Das ist aber noch nicht alles. In England ist jeder Staatsbürger, sei er Beamter, Soldat oder was immer, den Gesetzen für jede seiner Handlungen verantwortlich und kann sich nicht darauf berufen, daß die betreffende Handlung ihm von seinen Vorgesetzten befohlen sei. Z.B. es findet eine Emeute statt. Das Militär rückt an. Die gesetzlichen Aufforderungen zum Auseinandergehen erfolgen oder erfolgen nicht. Das Volk geht nicht auseinander. Der Zivilbeamte (stets ein Friedensrichter oder städtischer gewählter Beamter) gibt die Genehmigung zum Einschreiten oder gibt sie auch nicht. Das Militär feuert, es bleiben Tote. Diese Leichen werden einer Totenschau-Jury vorgelegt, vor der der Tatbestand festgestellt wird. Findet die Jury, daß das Einschreiten durch die Umstände nicht gerechtfertigt war, so gibt sie ein Verdikt auf vorbedachten Mord ab gegen sämtliche Teilnehmer, so auch gegen den Zivil- <333> beamten, der das Einschreiten genehmigt, gegen den Offizier, der das Feuer kommandiert, und gegen sämtliche Soldaten, die wirklich gefeuert haben.

Hat der Zivilbeamte das Einschreiten nicht genehmigt, so hat das keine weitere Folge, als daß er nicht im Verdikt figuriert. Für Offiziere und Soldaten bleibt die Sache ganz dieselbe.

Dies Verdikt auf vorbedachten Mord bildet nun einen förmlichen Anklageakt, auf Grund dessen das Kriminalverfahren vor den ordentlichen Geschwornen eingeleitet wird.

Der englische Soldat wird also vom Gesetz keineswegs als eine willenlose Maschine angesehen, der dem ihm gewordenen Kommando gehorchen muß ohne zu räsonieren, sondern als ein "free agent", ein Mann mit freiem Willen, der in jedem Augenblick wissen muß, was er tut und für jede seiner Handlungen verantwortlich ist. Die englischen Richter würden einem angeklagten Soldaten schöne Dinge antworten, wenn er zu seiner Verteidigung sagte, das Feuern sei kommandiert worden und er habe "Ordre parieren" müssen!

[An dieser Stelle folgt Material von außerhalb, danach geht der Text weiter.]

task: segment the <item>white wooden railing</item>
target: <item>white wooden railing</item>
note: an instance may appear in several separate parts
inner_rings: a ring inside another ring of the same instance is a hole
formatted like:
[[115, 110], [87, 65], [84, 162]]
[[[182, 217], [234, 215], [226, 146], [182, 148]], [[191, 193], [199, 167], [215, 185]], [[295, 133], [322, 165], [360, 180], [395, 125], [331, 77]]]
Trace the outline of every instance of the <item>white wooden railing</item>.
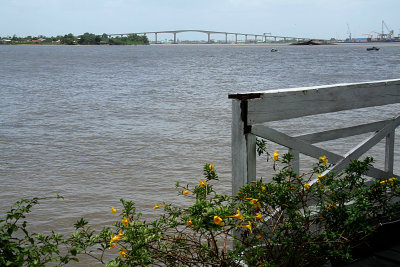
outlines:
[[[376, 179], [399, 178], [393, 173], [393, 164], [395, 129], [400, 124], [400, 116], [295, 137], [261, 124], [400, 103], [400, 79], [231, 94], [229, 98], [232, 99], [232, 193], [234, 195], [240, 187], [256, 178], [257, 136], [287, 147], [294, 155], [292, 168], [296, 172], [300, 169], [300, 154], [304, 154], [316, 159], [327, 156], [329, 162], [334, 164], [328, 171], [336, 173], [343, 170], [351, 160], [359, 158], [386, 138], [384, 170], [372, 168], [367, 175]], [[343, 156], [315, 145], [364, 133], [372, 134]]]

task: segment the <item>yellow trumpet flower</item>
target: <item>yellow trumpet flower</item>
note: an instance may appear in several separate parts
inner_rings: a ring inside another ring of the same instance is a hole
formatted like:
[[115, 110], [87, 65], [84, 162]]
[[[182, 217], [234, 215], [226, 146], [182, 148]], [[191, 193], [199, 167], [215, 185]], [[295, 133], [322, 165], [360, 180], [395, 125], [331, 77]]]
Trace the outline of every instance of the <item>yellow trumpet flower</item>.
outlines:
[[128, 254], [126, 253], [125, 249], [121, 249], [120, 252], [119, 252], [119, 256], [121, 258], [126, 258], [126, 257], [128, 257]]
[[164, 206], [158, 206], [157, 205], [157, 203], [154, 205], [154, 208], [153, 208], [153, 210], [156, 210], [156, 209], [158, 209], [158, 208], [162, 208], [162, 207], [164, 207]]
[[251, 222], [250, 221], [247, 222], [247, 225], [241, 225], [241, 227], [246, 227], [247, 229], [250, 230], [250, 233], [253, 233], [253, 230], [251, 229]]
[[121, 223], [123, 223], [124, 227], [126, 227], [129, 223], [129, 218], [124, 217], [124, 219], [121, 221]]
[[214, 223], [216, 225], [219, 225], [219, 226], [224, 226], [225, 225], [225, 223], [223, 222], [223, 220], [219, 216], [214, 216]]
[[233, 215], [233, 216], [227, 216], [227, 217], [236, 218], [236, 219], [239, 219], [239, 220], [243, 221], [243, 215], [240, 214], [240, 210], [237, 210], [235, 215]]
[[328, 163], [328, 158], [326, 156], [319, 157], [319, 163], [321, 165], [326, 165]]
[[207, 186], [206, 179], [199, 180], [199, 186]]
[[113, 215], [115, 216], [115, 213], [117, 213], [117, 211], [122, 210], [122, 209], [116, 209], [114, 208], [114, 206], [111, 207], [111, 212], [113, 213]]
[[261, 217], [261, 212], [258, 212], [256, 216], [253, 216], [251, 218], [259, 219], [260, 221], [264, 222], [263, 218]]
[[124, 239], [124, 236], [122, 235], [122, 232], [119, 231], [118, 235], [113, 236], [111, 234], [111, 240], [110, 240], [110, 245], [112, 245], [112, 243], [118, 243], [118, 241]]
[[283, 157], [283, 155], [279, 154], [278, 150], [275, 150], [274, 151], [274, 161], [277, 161], [278, 157]]

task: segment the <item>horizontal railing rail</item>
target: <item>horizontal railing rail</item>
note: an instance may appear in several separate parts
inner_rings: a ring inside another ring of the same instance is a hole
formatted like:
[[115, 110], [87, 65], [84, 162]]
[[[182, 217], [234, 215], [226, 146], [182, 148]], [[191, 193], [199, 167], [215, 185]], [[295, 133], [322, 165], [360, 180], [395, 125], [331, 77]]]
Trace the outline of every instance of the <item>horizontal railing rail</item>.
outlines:
[[[300, 154], [316, 159], [328, 157], [333, 166], [322, 175], [340, 172], [351, 160], [386, 138], [384, 169], [371, 168], [367, 175], [376, 179], [399, 177], [393, 173], [393, 162], [395, 129], [400, 116], [299, 136], [289, 136], [262, 123], [400, 103], [400, 79], [231, 94], [229, 98], [232, 99], [233, 194], [256, 178], [257, 136], [287, 147], [294, 155], [292, 168], [297, 173]], [[372, 134], [343, 156], [315, 145], [365, 133]]]

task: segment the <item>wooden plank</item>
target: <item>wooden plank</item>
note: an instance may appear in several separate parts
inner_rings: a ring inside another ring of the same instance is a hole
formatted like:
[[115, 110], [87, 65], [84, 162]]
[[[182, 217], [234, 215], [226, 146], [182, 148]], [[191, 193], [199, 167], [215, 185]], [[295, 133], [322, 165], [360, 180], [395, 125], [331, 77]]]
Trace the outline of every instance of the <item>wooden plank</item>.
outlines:
[[390, 123], [392, 121], [393, 120], [378, 121], [378, 122], [356, 125], [356, 126], [347, 127], [347, 128], [334, 129], [334, 130], [323, 131], [323, 132], [318, 132], [318, 133], [299, 135], [299, 136], [295, 136], [295, 138], [298, 138], [299, 140], [302, 140], [306, 143], [315, 144], [315, 143], [326, 142], [326, 141], [330, 141], [330, 140], [336, 140], [339, 138], [374, 132], [379, 129], [382, 129], [383, 127], [385, 127], [385, 125], [387, 123]]
[[293, 155], [293, 159], [290, 162], [292, 171], [294, 171], [297, 174], [300, 174], [300, 153], [299, 151], [289, 148], [289, 153]]
[[[397, 118], [396, 120], [392, 121], [392, 125], [387, 125], [386, 127], [388, 127], [388, 128], [393, 127], [399, 121], [400, 121], [399, 118]], [[343, 156], [340, 156], [340, 155], [337, 155], [337, 154], [332, 153], [330, 151], [324, 150], [322, 148], [307, 144], [307, 143], [305, 143], [303, 141], [296, 140], [296, 138], [294, 138], [294, 137], [290, 137], [290, 136], [288, 136], [288, 135], [286, 135], [284, 133], [278, 132], [278, 131], [276, 131], [274, 129], [271, 129], [271, 128], [267, 127], [267, 126], [263, 126], [263, 125], [253, 126], [252, 127], [252, 133], [257, 135], [257, 136], [260, 136], [262, 138], [265, 138], [267, 140], [270, 140], [272, 142], [275, 142], [275, 143], [278, 143], [280, 145], [283, 145], [285, 147], [290, 147], [292, 149], [295, 149], [296, 151], [299, 151], [300, 153], [305, 154], [305, 155], [310, 156], [310, 157], [313, 157], [315, 159], [318, 159], [321, 156], [327, 156], [328, 159], [329, 159], [329, 162], [333, 163], [333, 164], [337, 163], [337, 162], [342, 162], [343, 160], [345, 160], [345, 157], [343, 157]], [[358, 156], [357, 158], [359, 158], [360, 156]], [[353, 159], [356, 159], [356, 158], [353, 158]], [[348, 163], [350, 163], [350, 161], [348, 161]], [[346, 165], [344, 167], [346, 167]], [[336, 173], [339, 173], [342, 169], [343, 168], [341, 168], [341, 169], [331, 168], [331, 169], [327, 170], [326, 172], [324, 172], [322, 175], [327, 175], [327, 173], [329, 171], [334, 171]], [[367, 176], [370, 176], [370, 177], [373, 177], [373, 178], [376, 178], [376, 179], [390, 178], [390, 177], [388, 177], [387, 172], [379, 170], [379, 169], [374, 168], [374, 167], [372, 167], [369, 170], [369, 172], [367, 173]], [[394, 174], [392, 176], [398, 177], [397, 175], [394, 175]], [[317, 179], [315, 181], [317, 181]]]
[[232, 195], [247, 181], [247, 147], [241, 101], [232, 100]]
[[396, 128], [396, 125], [399, 123], [399, 121], [400, 116], [350, 150], [342, 160], [338, 161], [333, 167], [326, 170], [322, 175], [326, 175], [330, 171], [338, 173], [343, 170], [351, 160], [358, 159], [361, 155], [379, 143], [387, 134], [392, 132]]
[[259, 98], [248, 100], [249, 125], [398, 103], [400, 79], [270, 90], [259, 94]]
[[291, 137], [287, 134], [281, 133], [277, 130], [269, 128], [264, 125], [255, 125], [252, 126], [251, 132], [257, 136], [268, 139], [277, 144], [283, 145], [288, 148], [292, 148], [294, 150], [299, 151], [300, 153], [316, 158], [326, 156], [329, 158], [329, 161], [332, 163], [338, 162], [342, 159], [342, 157], [314, 145], [308, 144], [301, 140], [298, 140], [294, 137]]
[[386, 136], [386, 143], [385, 143], [385, 172], [389, 176], [393, 175], [394, 138], [395, 138], [395, 130], [391, 131]]
[[256, 146], [256, 136], [254, 134], [246, 134], [247, 142], [247, 181], [254, 181], [257, 179], [257, 146]]

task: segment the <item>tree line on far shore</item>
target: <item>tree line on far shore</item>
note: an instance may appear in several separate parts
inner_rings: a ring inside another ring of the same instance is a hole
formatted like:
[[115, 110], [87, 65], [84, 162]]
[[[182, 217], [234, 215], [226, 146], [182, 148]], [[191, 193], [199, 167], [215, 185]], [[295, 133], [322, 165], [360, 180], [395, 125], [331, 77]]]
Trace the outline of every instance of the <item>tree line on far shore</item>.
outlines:
[[128, 34], [123, 36], [109, 36], [106, 33], [96, 35], [93, 33], [84, 33], [74, 36], [72, 33], [64, 36], [46, 37], [39, 35], [37, 37], [0, 37], [0, 44], [64, 44], [64, 45], [147, 45], [149, 40], [147, 36]]

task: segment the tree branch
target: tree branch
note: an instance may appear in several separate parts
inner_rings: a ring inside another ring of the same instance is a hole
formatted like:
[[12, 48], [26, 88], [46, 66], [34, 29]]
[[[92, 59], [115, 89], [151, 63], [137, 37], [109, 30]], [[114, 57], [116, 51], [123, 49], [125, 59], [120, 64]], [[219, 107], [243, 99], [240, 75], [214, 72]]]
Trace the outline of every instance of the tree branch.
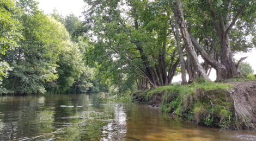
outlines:
[[240, 9], [238, 10], [237, 12], [236, 13], [236, 15], [235, 15], [235, 17], [232, 20], [232, 22], [231, 22], [230, 24], [229, 25], [229, 26], [228, 26], [228, 28], [227, 28], [225, 34], [228, 34], [228, 32], [229, 32], [229, 31], [231, 30], [232, 27], [234, 26], [234, 25], [235, 25], [235, 23], [237, 20], [238, 17], [241, 15], [241, 14], [243, 11], [243, 10], [245, 10], [245, 7], [246, 7], [246, 4], [245, 4], [242, 6], [242, 7], [241, 7]]
[[236, 67], [236, 69], [238, 69], [238, 68], [239, 67], [239, 66], [240, 66], [243, 60], [245, 60], [246, 59], [247, 59], [247, 57], [248, 57], [248, 56], [244, 57], [241, 57], [240, 59], [240, 60], [239, 60], [239, 61], [238, 61], [237, 63], [235, 65], [235, 67]]
[[218, 21], [217, 20], [216, 17], [216, 12], [212, 9], [212, 4], [210, 0], [207, 0], [207, 3], [208, 3], [208, 7], [210, 9], [210, 12], [211, 13], [211, 16], [212, 20], [212, 23], [214, 24], [215, 29], [216, 30], [217, 33], [219, 36], [221, 36], [221, 30], [220, 25], [218, 24]]

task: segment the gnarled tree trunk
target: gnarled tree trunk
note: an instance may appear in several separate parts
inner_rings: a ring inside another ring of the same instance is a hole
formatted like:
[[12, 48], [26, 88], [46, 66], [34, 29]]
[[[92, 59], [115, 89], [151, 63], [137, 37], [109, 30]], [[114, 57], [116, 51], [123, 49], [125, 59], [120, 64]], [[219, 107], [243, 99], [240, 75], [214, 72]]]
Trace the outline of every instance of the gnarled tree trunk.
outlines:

In Preußen ist das alles anders. In Preußen erklärt der Soldat, das Feuern sei ihm von seinem direkten Vorgesetzten kommandiert worden, und er ist von aller Strafe frei. In Preußen und desgleichen in Frankreich ist überhaupt dem Beamten für jede Gesetzübertretung vollkommene Straflosigkeit zugesichert, sobald er nachweist, daß der Befehl dazu ihm von seinem ordentlichen Vorgesetzten im ordentlichen hierarchischen Wege zugekommen ist.

Daß wir nicht der Ansicht sind, eine kurze Eidformel könne einen Menschen zu einem andern Menschen, einen schwarzweißen Gardelieutenant zu einem Schwärmer für die "konstitutionelle Freiheit" machen, wird uns die "N[eue] Pr[eußische] Z[eitung]" wohl aufs Wort glauben.

Die Herren mit Gott für König und Vaterland haben selbst an ihrer eigenen löblichen Sippschaft in den letzten zwölf Monaten die angenehmsten Erfahrungen darüber gemacht, was Eide zu bedeuten haben. Wir haben auch gar nichts dagegen, daß die "N[eue] Pr[eußische] Z[eitung]" das Militär dem Könige, dem Dalai-Lama oder dem Mann im Monde Treue schwören läßt, sobald nur "Mein herrliches Kriegsheer" in der dargestellten Weise den Gesetzen gegenüber ganz so gestellt wird, wie das Militär in England.